On her blog, Cynthia Willis was kind enough to nominate me once again for this award, in which nominees are asked to conceal a single truth in a long list of lies.
While I'm grateful, of course, to Cynthia for passing this along, I do have to wonder. Should I be proud of being honored for my lying skills twice in the space of two weeks?
Well, I am. I was raised that if you're going to tell a lie, you should make it a good one. But it also got me thinking. Are we writers liars, really? I mean, if you read Livvie Owen Lived Here, you'll find that of course it is fiction -- but -- fiction with a lot of fact concealed within, just like the list the Creative (Liar) Writer award asks nominees to compile.
Sure, there is no Livvie (although there is a girl who organizes her kitchen dishes and hums to herself, and there is another who calls her parents by their first names and who used to use third person when she was upset). And because there is no Livvie, there is no way she could have lived in over twenty different places in a single county (although somebody did -- actually, five somebodies, of whom I am the youngest). And none of those places could have been an abandoned Nabor post office (because of course Nabor doesn't have a post office, as it's not a real town -- but Canvas, WV, had a post office-turned-apartment and any little girls who happened to live there really did have mail slots between their bedrooms).
In fact, each of the places Livvie lived in the town of Nabor comes straight from my memory.
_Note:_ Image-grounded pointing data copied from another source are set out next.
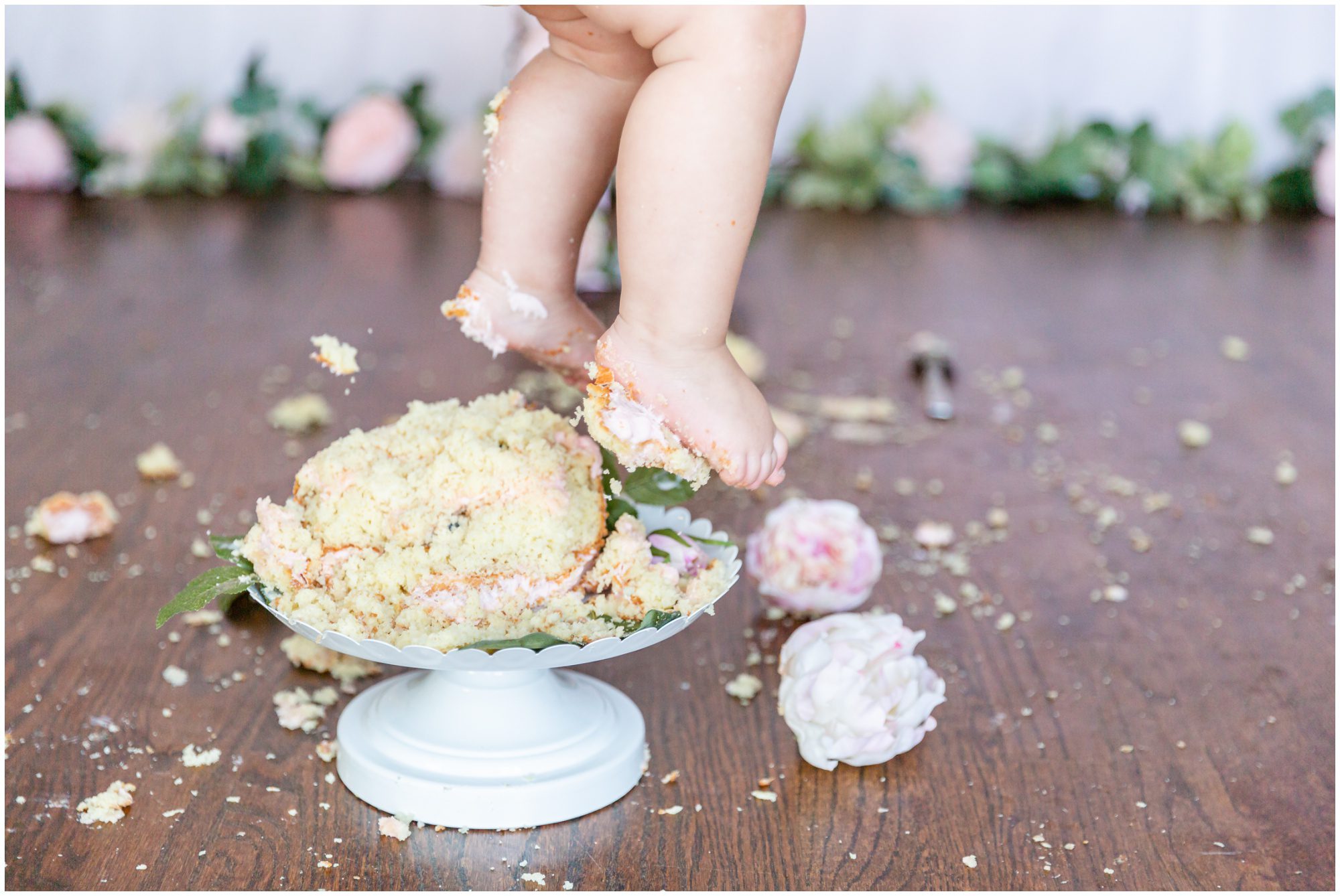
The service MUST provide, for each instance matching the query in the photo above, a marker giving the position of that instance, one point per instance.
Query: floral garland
(909, 156)
(894, 153)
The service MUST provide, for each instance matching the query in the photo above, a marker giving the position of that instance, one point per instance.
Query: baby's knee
(759, 40)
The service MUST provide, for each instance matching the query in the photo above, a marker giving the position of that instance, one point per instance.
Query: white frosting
(633, 423)
(69, 526)
(523, 303)
(478, 326)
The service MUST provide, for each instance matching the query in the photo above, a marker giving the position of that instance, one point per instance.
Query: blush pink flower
(37, 156)
(369, 145)
(853, 690)
(815, 556)
(1325, 179)
(943, 149)
(687, 561)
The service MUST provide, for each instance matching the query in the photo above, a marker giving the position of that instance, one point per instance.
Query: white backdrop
(1012, 73)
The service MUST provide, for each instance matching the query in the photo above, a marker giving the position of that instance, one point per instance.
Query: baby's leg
(549, 164)
(692, 167)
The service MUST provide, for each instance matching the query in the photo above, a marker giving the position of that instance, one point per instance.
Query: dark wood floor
(1189, 741)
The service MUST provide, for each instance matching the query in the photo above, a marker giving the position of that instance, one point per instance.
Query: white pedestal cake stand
(500, 740)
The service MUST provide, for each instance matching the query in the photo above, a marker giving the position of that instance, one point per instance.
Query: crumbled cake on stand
(482, 523)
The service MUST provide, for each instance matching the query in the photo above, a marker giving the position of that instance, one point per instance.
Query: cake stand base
(494, 751)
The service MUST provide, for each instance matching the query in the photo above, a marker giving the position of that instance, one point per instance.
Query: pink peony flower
(853, 692)
(943, 149)
(1325, 179)
(815, 556)
(687, 561)
(369, 145)
(224, 133)
(458, 167)
(37, 156)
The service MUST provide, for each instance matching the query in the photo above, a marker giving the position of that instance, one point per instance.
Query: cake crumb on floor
(159, 463)
(108, 807)
(337, 357)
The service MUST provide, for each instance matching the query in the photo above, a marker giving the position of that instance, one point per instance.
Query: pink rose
(815, 556)
(687, 561)
(224, 133)
(943, 149)
(1325, 179)
(37, 156)
(853, 692)
(369, 145)
(458, 167)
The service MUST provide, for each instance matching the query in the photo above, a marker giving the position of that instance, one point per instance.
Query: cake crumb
(744, 688)
(108, 807)
(159, 463)
(301, 413)
(194, 760)
(1195, 433)
(337, 357)
(72, 519)
(395, 827)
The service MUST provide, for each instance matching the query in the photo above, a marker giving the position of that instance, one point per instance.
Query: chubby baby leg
(550, 160)
(692, 167)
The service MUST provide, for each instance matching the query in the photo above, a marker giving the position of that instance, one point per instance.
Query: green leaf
(616, 508)
(15, 100)
(535, 641)
(230, 548)
(257, 97)
(208, 586)
(649, 486)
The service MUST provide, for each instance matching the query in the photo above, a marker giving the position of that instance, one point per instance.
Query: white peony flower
(815, 556)
(941, 147)
(593, 252)
(37, 156)
(369, 145)
(853, 692)
(1325, 179)
(224, 133)
(135, 140)
(458, 165)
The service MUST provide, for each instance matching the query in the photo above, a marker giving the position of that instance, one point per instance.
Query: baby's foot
(557, 333)
(704, 398)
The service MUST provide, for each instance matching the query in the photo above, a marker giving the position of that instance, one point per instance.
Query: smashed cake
(636, 433)
(462, 524)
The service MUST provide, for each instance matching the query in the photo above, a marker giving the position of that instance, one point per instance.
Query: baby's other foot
(557, 333)
(704, 398)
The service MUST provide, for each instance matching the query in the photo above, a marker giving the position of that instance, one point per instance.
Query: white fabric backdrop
(1012, 73)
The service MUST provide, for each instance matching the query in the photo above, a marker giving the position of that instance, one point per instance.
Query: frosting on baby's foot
(634, 432)
(476, 323)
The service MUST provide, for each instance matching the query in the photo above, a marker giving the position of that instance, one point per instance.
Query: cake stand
(500, 740)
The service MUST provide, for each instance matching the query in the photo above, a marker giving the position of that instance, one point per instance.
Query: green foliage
(218, 583)
(429, 127)
(857, 165)
(15, 100)
(649, 486)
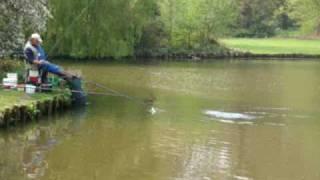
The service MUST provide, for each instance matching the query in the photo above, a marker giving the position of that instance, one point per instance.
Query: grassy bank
(274, 46)
(10, 98)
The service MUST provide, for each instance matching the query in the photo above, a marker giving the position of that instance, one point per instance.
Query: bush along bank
(17, 108)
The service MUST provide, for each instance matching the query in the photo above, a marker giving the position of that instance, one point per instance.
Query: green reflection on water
(115, 138)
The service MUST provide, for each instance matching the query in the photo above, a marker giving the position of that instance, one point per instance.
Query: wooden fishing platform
(20, 108)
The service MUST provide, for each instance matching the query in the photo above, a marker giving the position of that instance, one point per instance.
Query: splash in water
(228, 115)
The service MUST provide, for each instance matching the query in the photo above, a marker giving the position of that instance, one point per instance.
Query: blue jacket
(30, 54)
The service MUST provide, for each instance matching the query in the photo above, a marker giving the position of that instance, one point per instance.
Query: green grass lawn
(274, 46)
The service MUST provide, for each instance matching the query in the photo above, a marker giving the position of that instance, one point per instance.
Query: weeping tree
(96, 28)
(17, 20)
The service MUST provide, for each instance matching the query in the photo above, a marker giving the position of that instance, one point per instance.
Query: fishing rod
(109, 92)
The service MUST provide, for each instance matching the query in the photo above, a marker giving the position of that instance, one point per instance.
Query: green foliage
(307, 12)
(196, 23)
(263, 18)
(97, 28)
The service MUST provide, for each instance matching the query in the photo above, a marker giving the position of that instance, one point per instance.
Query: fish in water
(153, 110)
(228, 115)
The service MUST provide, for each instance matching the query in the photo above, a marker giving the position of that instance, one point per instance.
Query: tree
(17, 20)
(259, 18)
(307, 12)
(196, 23)
(97, 28)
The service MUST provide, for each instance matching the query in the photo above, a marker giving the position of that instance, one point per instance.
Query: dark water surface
(219, 120)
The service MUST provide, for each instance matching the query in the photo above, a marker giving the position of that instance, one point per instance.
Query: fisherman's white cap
(36, 36)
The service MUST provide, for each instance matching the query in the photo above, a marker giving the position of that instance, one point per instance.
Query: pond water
(215, 120)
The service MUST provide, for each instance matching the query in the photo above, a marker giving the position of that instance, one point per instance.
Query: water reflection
(120, 139)
(25, 149)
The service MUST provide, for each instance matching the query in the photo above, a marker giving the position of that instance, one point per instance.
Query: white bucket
(9, 82)
(33, 73)
(30, 89)
(12, 76)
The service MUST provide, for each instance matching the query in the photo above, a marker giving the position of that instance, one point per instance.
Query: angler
(36, 57)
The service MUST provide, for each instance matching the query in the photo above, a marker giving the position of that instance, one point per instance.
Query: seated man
(36, 55)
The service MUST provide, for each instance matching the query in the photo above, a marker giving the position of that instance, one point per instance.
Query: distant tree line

With some changes, of course. Some fictionalization. Some little lies.
So this Creative Liar award has got me wondering. Am I the only one who hides so many of my truths in fiction?
Maybe "fiction" is the biggest lie I've been telling.
So, this award. I'm supposed to nominate seven people to tell me a whopping list of lies. I nominate YOU. Post a comment in which you tell me something true that you have hidden in your fiction. Make me feel better about not being a very good liar.